What happens to funds paid into a confirmed chapter 13 plan that are still in the trustee’s possession when the bankruptcy is converted to chapter 7? That is the question recently answered by the district court for the Western District of Texas. The trustee had distributed the funds to creditors post-conversion and upon motion by the debtor, the bankruptcy ordered turnover to the debtor. Relying in large part on the Third Circuit case of In re Michael, 699 F.3d 305 (2012) in which NACBA participated as amicus, the district court affirmed. Veigelahn v. Harris (In re Harris), No. 12-540 (W.D. Tex. March 22, 2013).
Key to the decision was section 348(f) which provides that when a case is converted in good faith from chapter 13 to chapter 7 the property of the estate is determined as of the original petition date. Because the funds at issue had been garnished from debtor’s wages post-confirmation, they were not part of the debtor’s estate upon the original filing of the chapter 13 petition and, therefore, under section 348 would not be part of the chapter 7 estate upon conversion.
The trustee distinguished Stamm v. Morton (In re Stamm), 222 F.3d 216 (5th Cir. 2000), in which funds collected prior to confirmation of the chapter 13 plan were returned to the debtor upon conversion. Here, the trustee argued, the funds were collected post-confirmation thereby giving the creditors a vested interest in them even though the case was later converted. The trustee relied on section 1326(a)(2) which provides that “[i]f a plan is confirmed, the trustee shall distribute any such payment in accordance with the plan as soon as is practicable. If a plan is not confirmed, the trustee shall return any such payments not previously paid and not yet due and owing to creditors . . . to the debtor.” The trustee argued that because Congress specifically provided for the return of funds collected pursuant to a plan that was not confirmed it could be inferred that different treatment should be accorded funds collected after confirmation.
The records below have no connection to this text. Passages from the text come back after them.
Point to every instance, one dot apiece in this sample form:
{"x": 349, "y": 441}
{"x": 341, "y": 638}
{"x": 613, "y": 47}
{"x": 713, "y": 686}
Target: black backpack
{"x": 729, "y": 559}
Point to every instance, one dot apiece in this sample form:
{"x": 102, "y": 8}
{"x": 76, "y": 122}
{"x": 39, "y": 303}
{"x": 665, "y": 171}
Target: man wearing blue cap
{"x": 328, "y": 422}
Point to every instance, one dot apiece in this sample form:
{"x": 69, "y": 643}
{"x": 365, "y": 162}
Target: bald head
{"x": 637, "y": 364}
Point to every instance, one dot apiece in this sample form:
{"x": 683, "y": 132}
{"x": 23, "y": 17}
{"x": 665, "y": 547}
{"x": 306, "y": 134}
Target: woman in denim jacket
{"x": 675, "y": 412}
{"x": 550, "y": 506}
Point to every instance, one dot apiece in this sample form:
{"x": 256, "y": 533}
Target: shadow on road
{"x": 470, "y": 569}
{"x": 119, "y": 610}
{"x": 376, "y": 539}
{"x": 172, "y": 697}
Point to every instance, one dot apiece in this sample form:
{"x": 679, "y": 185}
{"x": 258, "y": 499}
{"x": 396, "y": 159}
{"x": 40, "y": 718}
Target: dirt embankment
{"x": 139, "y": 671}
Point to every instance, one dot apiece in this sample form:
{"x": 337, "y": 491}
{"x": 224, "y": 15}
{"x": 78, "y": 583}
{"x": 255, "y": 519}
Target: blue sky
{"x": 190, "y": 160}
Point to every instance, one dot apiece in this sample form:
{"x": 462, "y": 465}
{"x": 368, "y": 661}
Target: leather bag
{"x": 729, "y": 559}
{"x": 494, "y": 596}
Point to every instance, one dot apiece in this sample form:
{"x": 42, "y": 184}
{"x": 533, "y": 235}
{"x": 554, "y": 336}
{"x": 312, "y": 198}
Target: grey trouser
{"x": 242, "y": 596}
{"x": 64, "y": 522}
Acknowledging the superficial appeal of the trustee’s position, the court found that the Code sections at issue created an ambiguity that necessitated looking beyond the text. The court found that the legislative history indicated Congress’s intention to encourage debtors to file chapter 13 wherever possible without the inhibiting fear of penalty in the event that the chapter 13 failed and the debtor had to resort to chapter 7. H.R. Rep. No. 95-595 (1977), reprinted in 1978 U.S.C.C.A.N. 5963, 5966, 1977 WL 9628. In enacting section 348(f) Congress specifically addressed and sought to minimize the potential loss of property that a debtor could face upon conversion from chapter 13 to chapter 7 that would not have been at risk had the debtor filed directly in chapter 7.
The court also rejected the trustee’s argument that there is an inherent unfairness in returning the funds to the debtor upon conversion reasoning that the creditors lost nothing while reaping the benefits of payments made in accordance with the plan up to the time of conversion. Quoting Michael, the court found that the duties of the trustee delineated in section 1326 did not vest any rights in the creditors:
When the debtor transfers funds to the Chapter 13 trustee . . . under a confirmed plan . . . the funds become part of the estate, and the debtor retains a vested interest in them. Though creditors have a right to those payments based on the confirmed plan, the debtor does not lose his vested interest until the trustee affirmatively transfers the funds to creditors. Also, § 1326(a)(2) and (c) only address the obligation of the trustee to distribute payments in accordance with a confirmed plan; they do not vest creditors with any property rights.
Michael,699 F.3d at 313.
Furthermore, section 348(f)(2) protects creditors from unfair manipulation by debtors by including a provision that in the event of a bad faith conversion the estate would consist of property as of the conversion date rather than as of the petition date. As the court in Michael pointed out, the specific expansion of the chapter 7 estate in the event of bad faith, indicates that when the conversion is in good faith, the chapter 7 estate would be as of the petition date.
This is a case that illustrates the power of NACBA’s members to create good law around the country by getting involved in select cases on appeal.